The [engine orchestrator recipe](https://flutter.googlesource.com/recipes/+/refs/heads/main/recipes/engine_v2/)
reads each file in that directory, shards their builds, collects artifacts and
uploads them to the Google Cloud Storage bucket.
The [.ci.yaml file](https://github.com/flutter/engine/blob/main/.ci.yaml) at the
root of the `flutter/engine` repository puts all the components together.
Builds are specified in that file using a property pointing to the build definition
file to be used by engine\_v2 recipes. Full documentation of the `.ci.yaml` file format
can be found [in the Cocoon repository here](https://github.com/flutter/cocoon/blob/main/CI_YAML.md).
The following is a sample build configuration referencing
[android\_aot\_engine.json](https://github.com/flutter/engine/blob/main/ci/builders/mac_android_aot_engine.json)

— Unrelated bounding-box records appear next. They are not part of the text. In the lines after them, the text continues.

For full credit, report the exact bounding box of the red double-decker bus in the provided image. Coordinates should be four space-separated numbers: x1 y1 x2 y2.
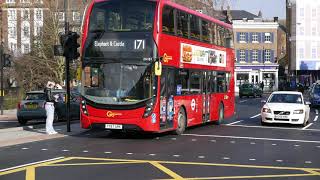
81 0 235 134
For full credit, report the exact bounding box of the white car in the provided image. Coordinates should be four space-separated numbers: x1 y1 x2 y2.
261 91 310 126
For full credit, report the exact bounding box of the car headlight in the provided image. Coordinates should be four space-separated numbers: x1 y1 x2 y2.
262 108 271 113
293 109 304 114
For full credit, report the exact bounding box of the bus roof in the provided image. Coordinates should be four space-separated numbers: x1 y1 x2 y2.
94 0 232 29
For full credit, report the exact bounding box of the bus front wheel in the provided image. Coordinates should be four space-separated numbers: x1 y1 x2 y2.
174 108 187 135
215 103 224 125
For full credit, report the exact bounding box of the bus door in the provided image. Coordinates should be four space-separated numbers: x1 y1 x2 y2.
160 67 175 130
202 72 211 122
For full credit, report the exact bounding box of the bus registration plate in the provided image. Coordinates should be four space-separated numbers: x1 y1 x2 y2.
104 124 122 129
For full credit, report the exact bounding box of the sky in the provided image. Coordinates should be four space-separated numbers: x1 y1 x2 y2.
230 0 286 19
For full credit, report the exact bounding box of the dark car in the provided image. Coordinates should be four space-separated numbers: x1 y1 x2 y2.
17 90 80 125
239 84 263 98
307 82 320 106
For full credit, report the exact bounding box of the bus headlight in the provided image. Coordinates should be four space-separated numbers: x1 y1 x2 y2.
81 100 89 116
143 98 155 118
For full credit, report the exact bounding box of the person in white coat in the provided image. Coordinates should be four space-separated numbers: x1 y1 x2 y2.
44 81 57 135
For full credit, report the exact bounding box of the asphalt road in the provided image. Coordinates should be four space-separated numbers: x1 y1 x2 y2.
0 95 320 180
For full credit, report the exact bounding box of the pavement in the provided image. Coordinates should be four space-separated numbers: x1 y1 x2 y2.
0 97 320 180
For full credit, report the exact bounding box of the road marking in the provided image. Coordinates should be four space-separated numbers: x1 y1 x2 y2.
182 134 320 144
302 123 313 129
313 116 318 122
150 162 184 180
0 157 64 175
227 120 243 125
250 114 261 119
225 124 320 131
26 166 36 180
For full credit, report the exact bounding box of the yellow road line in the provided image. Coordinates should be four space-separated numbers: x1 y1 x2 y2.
26 166 36 180
182 174 317 180
0 157 73 176
149 161 184 180
41 162 147 167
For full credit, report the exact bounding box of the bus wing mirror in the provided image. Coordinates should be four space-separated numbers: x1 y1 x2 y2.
154 61 162 76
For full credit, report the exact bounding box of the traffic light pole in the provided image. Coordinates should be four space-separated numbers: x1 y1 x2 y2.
0 44 4 115
64 0 71 132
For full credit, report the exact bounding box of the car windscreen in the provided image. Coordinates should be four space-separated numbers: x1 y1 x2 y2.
25 93 46 100
268 94 302 104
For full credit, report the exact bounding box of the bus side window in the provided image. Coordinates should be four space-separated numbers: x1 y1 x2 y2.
162 6 174 35
190 71 201 94
175 69 189 95
177 11 189 38
190 15 200 40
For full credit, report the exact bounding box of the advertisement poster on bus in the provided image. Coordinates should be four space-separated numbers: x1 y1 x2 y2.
180 43 227 67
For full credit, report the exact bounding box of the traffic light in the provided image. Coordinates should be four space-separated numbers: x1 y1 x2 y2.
2 54 12 67
60 31 80 60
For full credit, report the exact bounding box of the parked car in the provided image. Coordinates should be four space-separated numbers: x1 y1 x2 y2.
261 91 310 126
307 82 320 106
17 90 80 125
239 84 263 98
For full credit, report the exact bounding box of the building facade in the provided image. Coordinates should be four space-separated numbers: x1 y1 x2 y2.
287 0 320 85
232 17 279 92
1 0 84 56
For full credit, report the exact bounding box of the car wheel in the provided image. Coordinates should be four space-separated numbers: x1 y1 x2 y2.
215 103 224 125
18 117 28 125
174 108 187 135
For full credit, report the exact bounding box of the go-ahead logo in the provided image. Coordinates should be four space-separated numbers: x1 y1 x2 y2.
107 111 122 118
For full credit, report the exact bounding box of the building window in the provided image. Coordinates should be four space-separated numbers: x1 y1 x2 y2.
252 33 259 42
300 8 304 18
299 26 304 36
264 33 271 42
240 50 246 61
8 27 17 38
252 50 258 61
72 12 81 22
311 23 317 36
57 12 64 21
311 47 317 59
312 8 317 19
240 32 246 42
8 9 17 21
264 49 271 62
21 10 30 21
6 0 15 3
35 9 42 21
299 48 304 59
23 26 30 37
22 44 30 54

in the `config_name` under `properties`:
```yaml
- name: Mac mac_android_aot_engine
recipe: engine_v2/engine_v2
timeout: 60
properties:
config_name: mac_android_aot_engine
$flutter/osx_sdk : >-
{ "sdk_version": "15a240d" }
```
## Build Definition Language Assumptions
To keep the build definition language simple the following assumptions were
made during its design:
* A build can be expressed as a set of independent sub-builds.
* A sub-build can be defined as a sequence of a `gn` configuration step,
a `ninja` build step, followed by self-contained test scripts, and self-contained
generator scripts. All the elements are optional allowing to use gn+ninja without
generators or generators without gn+ninja.

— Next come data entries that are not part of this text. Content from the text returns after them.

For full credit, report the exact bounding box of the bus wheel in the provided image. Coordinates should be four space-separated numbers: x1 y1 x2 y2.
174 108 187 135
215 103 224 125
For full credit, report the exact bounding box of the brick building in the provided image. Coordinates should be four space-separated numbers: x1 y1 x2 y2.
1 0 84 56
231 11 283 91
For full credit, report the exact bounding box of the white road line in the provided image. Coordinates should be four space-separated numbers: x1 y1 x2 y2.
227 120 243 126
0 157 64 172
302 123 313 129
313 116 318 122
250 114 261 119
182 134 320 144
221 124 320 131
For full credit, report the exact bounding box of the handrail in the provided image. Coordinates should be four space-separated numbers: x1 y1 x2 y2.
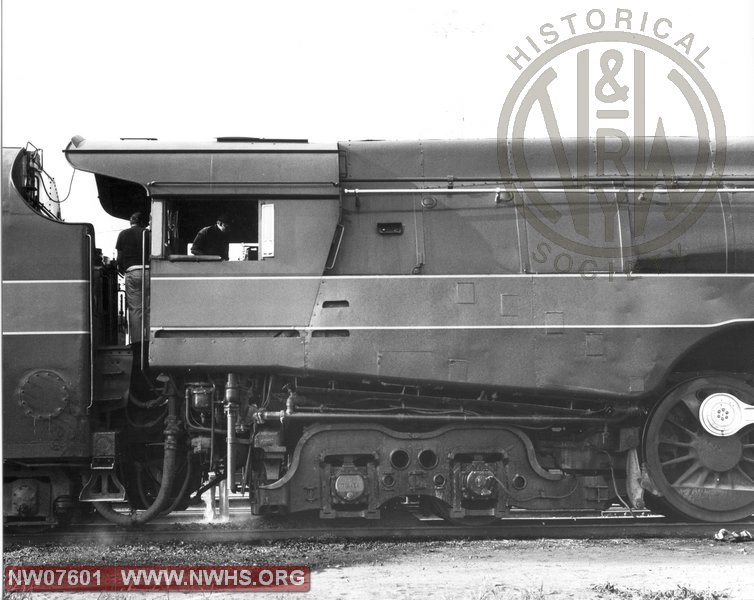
343 182 736 196
85 233 94 410
139 229 148 371
325 223 346 271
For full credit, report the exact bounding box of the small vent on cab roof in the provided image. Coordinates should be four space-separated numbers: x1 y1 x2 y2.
215 136 309 144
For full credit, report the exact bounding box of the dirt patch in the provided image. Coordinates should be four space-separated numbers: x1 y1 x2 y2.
4 539 754 600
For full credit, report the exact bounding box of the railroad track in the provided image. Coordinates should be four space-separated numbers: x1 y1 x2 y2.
5 511 754 545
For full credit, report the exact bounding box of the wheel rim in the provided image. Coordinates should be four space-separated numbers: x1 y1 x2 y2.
644 377 754 522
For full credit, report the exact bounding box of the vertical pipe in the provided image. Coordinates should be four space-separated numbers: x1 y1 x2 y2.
220 373 240 517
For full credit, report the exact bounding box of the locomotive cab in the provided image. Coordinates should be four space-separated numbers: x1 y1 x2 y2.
3 138 754 524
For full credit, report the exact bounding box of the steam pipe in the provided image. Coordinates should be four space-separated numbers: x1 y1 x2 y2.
220 373 241 517
93 395 180 527
256 410 628 425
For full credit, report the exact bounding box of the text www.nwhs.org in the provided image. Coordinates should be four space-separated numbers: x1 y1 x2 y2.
5 566 310 592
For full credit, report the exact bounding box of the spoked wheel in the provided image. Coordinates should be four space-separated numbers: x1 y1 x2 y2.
644 377 754 522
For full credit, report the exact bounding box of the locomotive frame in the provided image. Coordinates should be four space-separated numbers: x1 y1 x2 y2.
2 137 754 524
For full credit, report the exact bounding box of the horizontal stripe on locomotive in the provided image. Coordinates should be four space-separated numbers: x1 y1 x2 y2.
3 330 90 335
3 279 89 285
150 318 754 333
150 272 754 282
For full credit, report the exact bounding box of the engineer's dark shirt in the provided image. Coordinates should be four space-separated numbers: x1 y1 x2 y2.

* All the sub-builds required by a global generator are defined within the same
configuration file.
## Build configuration file
The build configuration is a json file containing a list of builds, tests,
generators and archives. The following is an example of an empty configuration
file:
```json
{
"builds": [],
"tests": [],
"generators": {
"tasks": []
},
"archives": [
]
}
```
Note: tests, generators and archives can be omited if empty.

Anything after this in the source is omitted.